Electrochemical behavior and simultaneous determination of catechol, resorcinol, and hydroquinone using thermally reduced carbon nano-fragment modified glassy carbon electrode

Abstract

The electrochemical behaviors and simultaneous determination of three dihydroxybenzene isomers, i.e., catechol (CC), resorcinol (RC), and hydroquinone (HQ), are studied using a thermally reduced carbon nano-fragment modified glassy carbon electrode (CNF/GCE). The soluble CNF modifier with unique micro-/nano-structure and abundant edges and defective sites is prepared by chemically oxidizing graphite powders, ultrasonically crushing, and thermally reducing treatment in turn.
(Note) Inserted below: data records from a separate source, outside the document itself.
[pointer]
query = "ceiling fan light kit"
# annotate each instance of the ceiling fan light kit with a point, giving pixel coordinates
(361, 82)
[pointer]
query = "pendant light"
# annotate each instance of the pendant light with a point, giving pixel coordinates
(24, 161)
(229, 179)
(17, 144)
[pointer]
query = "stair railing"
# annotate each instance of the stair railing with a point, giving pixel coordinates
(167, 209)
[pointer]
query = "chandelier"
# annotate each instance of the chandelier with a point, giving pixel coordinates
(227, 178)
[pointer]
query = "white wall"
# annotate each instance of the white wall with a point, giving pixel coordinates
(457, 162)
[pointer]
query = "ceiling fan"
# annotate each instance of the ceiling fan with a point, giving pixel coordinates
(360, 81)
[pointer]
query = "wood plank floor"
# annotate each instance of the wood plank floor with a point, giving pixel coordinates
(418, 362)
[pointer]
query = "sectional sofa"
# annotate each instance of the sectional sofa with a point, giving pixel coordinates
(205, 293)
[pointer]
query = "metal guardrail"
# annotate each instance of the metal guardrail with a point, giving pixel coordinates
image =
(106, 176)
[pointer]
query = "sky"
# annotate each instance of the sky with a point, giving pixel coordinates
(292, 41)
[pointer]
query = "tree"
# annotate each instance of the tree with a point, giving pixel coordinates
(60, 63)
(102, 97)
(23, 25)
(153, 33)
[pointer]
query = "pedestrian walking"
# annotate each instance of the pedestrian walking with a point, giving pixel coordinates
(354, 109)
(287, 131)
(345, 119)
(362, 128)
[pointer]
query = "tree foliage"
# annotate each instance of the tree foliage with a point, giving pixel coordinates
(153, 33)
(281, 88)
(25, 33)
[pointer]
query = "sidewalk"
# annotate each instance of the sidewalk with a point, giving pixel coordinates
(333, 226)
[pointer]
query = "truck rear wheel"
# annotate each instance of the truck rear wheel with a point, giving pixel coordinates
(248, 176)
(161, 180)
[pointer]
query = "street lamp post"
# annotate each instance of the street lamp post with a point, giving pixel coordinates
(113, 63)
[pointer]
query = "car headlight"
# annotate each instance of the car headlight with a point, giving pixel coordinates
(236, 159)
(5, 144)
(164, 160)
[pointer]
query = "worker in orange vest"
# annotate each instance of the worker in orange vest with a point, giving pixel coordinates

It is shown that the oxidation peak currents of CC, RC, and HQ at the CNF/GCE are improved about 1.74, 2.88, and 1.05 times compared to that of the GCE. The diffusion process in bulk solution controls the electrochemical reaction of CC, RC, and HQ, and their reversible electrochemical process involves equal numbers of protons and electrons. Based on the enhanced electrocatalytic activity and enlarged separation of the anodic peak potential towards three dihydroxybenzene isomers at the CNF/GCE, the simultaneous differential pulse voltammetry (DPV) determination of CC, RC, and HQ, with detection limits (S/N = 3) of 5.0 × 10⁻⁷ mol L⁻¹, 8.0 × 10⁻⁷ mol L⁻¹ and 4.0 × 10⁻⁷ mol L⁻¹, respectively, are obtained. The CNF/GCE also indicates high selectivity, stability, and reproducibility, and is comparable with results of high-performance liquid chromatography in real samples, clearly indicating its applicability.